Hi all, I am a newbie! I wouldn't be on here unless I had some relationship concerns so here is it in a nutshell...my husband and I have a 10-year off and on dating history (dated for 5yrs, split for 4 1/2 yrs, now together for 2yrs). Last May I learned I was pregnant with our first child. Should have been an exciting time but honestly, I cried for 3 days because I didn't think our relationship was in the best place to bring in a child.
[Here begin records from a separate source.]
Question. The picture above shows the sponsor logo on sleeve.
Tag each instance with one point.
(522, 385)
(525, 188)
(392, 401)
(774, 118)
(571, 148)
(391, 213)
Nevertheless, I gave birth to a beautiful baby boy 3 months ago and my husband and I went down to the courthouse 2 months ago. 
He has been previously married and from what I was told by his ex, it was an abusive relationship and I do not doubt her as I have experienced emotional and verbal abuse from him in the past. 
We got into argument this morning because I forgot a detail about our babysitter's schedule in which she would need to take our son with her when she picks up her kids every Thursday. I verbally agreed to that after my husband and I discussed she will not be taking our child in the car. He stepped up and informed the sitter that no, she will not be taking him in the car. I admit fault for not standing up for my son when I was supposed to. Call it new mom brain or whatever, I am more forgetful now that I ever was. Anyway, after the sitter left, he proceeded to tell me how he doesn't trust my decisions and if I can't pull my weight, he'll file an anullment and pretty much make my life a living hell in order to gain full custody of our son. Has anyone else experienced something similar? I can't believe I put myself in this situation. Threatening a divorce over something like this?


----------



## AliceA (Jul 29, 2010)

I can see why he would be upset but to threaten you like that is not the behaviour of someone who loves you; it is the behaviour of someone who is using you and sees you only as a means to an end, and considering the circumstances of your marriage, I think he only married you because you had a child.

You already know you've made a serious mistake, but it's not too late to get out of it.


----------



## frusdil (Sep 5, 2013)

I honestly don't get why the babysitter can't take him in the car. You either trust her or you don't. If you don't, you shouldn't be leaving your son with her at all. As long as she has the correct seat for him, and is experienced in driving with small children - which she clearly is, there shouldn't be an issue.

Your husband is an abusive ahole. You know this already hon. Anullment stat.


----------



## EleGirl (Dec 3, 2011)

It's unclear how long you two have actually been married. Is it 2 months?

Your husband seems not be aware of the law or he knows that you have no clue about family law. You need to do some reading about the laws where you live.

He cannot get an annulment. Annulments are only for fraudulent marriages. He would have to get a divorce.

Threatening to make your life hell and gain full custody is a nonsense threat. Read up on child custody laws in your state. 

However, you need to take his threats seriously as a marriage will not work if one spouse is threatening annulment/divorce and interfering with custody. 

Do you really have any problem with the babysitter driving your child? Or is this really just your husband's issue and now you are beating yourself up because you sort of agreed with his mandate that no sitter will drive your son? And then you broke that agreement as did as you pleased?

Are you considering breaking up with him?


----------